The Health Security Act: The Workforce Planning and Allocation Provisions Summary of the Act. The HSA would establish a national council on graduate medical education within the Department of Health and Human Services (DHHS) to designate annually the total number of residency training positions in each specialty and allocate positions to approved training programs. The national council, to be appointed by the Secretary of the DHHS, would include consumers, medical school faculty and other practicing physicians, and officers or employees of regional and corporate alliances and health plans.

The national council would make its first annual designation of training positions in each specialty for the three-year period beginning July 1, 1998, notifying programs of their approval no later than July 1, 1997. At least 55 percent of the class entering residency training in July 1998 (and classes thereafter) must, in the aggregate, complete training in the primary care specialties of family medicine, general internal medicine, general pediatrics and obstetrics/gynecology. Thus, 55 percent of the physicians starting their graduate training in 1998-99 would complete their training at the end of the 2000-01 academic year as generalists.

For each of the academic years 1998-99 through 2002-03 (a five-year period), the national council also would adjust the total number of positions by a percentage that it would determine. The HSA states that the annual number of positions should bear a relationship to the number of U.S. allopathic and osteopathic medical school graduates in the preceding academic year.

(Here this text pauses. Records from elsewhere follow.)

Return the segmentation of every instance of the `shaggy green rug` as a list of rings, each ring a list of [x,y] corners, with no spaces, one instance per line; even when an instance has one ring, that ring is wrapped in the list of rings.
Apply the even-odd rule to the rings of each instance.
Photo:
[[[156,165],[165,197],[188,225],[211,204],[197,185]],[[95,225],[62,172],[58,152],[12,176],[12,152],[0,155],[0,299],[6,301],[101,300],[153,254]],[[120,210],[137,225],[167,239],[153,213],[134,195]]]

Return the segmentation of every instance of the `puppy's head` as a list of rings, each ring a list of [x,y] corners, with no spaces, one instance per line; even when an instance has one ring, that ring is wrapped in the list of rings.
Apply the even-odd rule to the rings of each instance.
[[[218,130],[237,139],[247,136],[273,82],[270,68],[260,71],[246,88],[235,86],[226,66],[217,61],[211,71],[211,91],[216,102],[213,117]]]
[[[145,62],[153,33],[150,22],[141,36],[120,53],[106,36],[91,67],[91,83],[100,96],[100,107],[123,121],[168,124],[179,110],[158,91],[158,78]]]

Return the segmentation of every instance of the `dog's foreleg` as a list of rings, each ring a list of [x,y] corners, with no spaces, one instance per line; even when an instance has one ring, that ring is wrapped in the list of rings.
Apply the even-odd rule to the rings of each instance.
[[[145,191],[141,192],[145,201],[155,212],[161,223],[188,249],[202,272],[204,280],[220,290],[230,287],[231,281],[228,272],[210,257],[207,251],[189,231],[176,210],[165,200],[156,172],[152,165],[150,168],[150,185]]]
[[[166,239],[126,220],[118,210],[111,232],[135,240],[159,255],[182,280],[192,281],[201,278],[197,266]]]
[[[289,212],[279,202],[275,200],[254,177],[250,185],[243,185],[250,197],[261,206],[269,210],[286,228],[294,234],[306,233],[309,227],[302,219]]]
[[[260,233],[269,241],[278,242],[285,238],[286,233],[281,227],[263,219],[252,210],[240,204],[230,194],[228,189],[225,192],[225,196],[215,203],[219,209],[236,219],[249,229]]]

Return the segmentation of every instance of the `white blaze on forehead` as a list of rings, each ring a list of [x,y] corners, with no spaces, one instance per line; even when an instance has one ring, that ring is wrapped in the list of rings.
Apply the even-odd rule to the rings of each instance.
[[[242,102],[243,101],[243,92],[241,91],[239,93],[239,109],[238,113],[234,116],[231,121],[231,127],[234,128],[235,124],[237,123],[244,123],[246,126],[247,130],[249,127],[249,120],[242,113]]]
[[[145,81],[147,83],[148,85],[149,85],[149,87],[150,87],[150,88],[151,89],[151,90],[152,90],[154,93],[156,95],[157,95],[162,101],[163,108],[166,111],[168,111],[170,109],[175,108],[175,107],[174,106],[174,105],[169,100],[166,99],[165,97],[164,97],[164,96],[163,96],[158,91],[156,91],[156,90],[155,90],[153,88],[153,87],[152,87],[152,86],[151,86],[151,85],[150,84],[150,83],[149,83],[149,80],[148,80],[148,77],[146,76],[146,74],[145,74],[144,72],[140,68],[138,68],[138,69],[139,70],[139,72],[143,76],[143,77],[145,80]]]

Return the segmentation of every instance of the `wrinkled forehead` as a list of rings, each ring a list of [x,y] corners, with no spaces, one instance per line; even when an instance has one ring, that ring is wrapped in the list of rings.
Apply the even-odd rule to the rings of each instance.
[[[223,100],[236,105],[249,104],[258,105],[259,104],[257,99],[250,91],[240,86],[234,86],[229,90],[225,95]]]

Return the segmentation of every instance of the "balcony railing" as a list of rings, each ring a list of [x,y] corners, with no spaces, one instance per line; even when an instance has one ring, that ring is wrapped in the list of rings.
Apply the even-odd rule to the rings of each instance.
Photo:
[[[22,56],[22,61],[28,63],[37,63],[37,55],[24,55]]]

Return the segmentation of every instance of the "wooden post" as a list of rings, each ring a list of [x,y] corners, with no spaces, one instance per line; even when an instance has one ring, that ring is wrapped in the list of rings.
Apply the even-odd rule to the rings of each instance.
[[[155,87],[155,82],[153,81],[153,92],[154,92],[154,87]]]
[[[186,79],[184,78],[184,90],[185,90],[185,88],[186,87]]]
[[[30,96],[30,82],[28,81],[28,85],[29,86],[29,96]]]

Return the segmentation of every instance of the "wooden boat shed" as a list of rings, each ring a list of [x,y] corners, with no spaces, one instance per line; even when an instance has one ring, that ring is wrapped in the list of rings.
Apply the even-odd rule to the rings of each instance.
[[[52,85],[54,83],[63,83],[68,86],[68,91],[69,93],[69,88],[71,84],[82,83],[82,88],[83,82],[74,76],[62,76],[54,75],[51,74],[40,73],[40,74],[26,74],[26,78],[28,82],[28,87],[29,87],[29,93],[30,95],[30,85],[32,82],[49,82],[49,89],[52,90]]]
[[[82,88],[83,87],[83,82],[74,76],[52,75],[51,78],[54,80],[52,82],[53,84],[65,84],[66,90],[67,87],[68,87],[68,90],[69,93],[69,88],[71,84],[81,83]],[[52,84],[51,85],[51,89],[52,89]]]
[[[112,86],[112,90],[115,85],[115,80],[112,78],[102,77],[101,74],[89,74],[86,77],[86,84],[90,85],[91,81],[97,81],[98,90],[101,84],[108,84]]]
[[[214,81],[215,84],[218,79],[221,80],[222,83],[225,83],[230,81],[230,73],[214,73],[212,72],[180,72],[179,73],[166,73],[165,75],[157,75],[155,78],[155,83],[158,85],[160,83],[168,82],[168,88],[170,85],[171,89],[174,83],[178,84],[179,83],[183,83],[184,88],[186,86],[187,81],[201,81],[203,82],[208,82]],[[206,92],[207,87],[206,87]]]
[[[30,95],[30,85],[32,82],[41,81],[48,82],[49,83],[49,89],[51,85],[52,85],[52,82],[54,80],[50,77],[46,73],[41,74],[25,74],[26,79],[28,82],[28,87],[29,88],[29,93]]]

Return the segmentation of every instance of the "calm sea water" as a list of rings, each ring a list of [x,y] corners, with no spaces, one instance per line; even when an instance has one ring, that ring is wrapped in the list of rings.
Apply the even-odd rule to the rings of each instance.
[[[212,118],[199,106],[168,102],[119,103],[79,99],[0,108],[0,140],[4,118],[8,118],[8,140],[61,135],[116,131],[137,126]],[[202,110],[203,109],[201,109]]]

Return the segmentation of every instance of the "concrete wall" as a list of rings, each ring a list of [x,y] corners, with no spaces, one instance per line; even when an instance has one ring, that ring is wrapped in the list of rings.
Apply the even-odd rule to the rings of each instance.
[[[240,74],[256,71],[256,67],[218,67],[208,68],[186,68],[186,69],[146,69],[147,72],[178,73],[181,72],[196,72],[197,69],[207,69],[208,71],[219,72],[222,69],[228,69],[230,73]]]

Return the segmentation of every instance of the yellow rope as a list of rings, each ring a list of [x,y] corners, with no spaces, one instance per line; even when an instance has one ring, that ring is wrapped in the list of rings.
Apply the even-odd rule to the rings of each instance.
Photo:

In making its annual designation of the number of positions, the council would consider the need for additional practitioners in each specialty based on the incidence and prevalence of diseases and disorders with which the specialty is concerned; the number of practicing physicians in the specialty currently and five years from the start of the academic year; and the recommendations of physician specialty and consumer groups. The council would allocate positions based on the historical distribution and quality of training programs; the extent to which programs train under-represented racial and ethnic minorities; and the recommendations of private physician specialty and consumer organizations.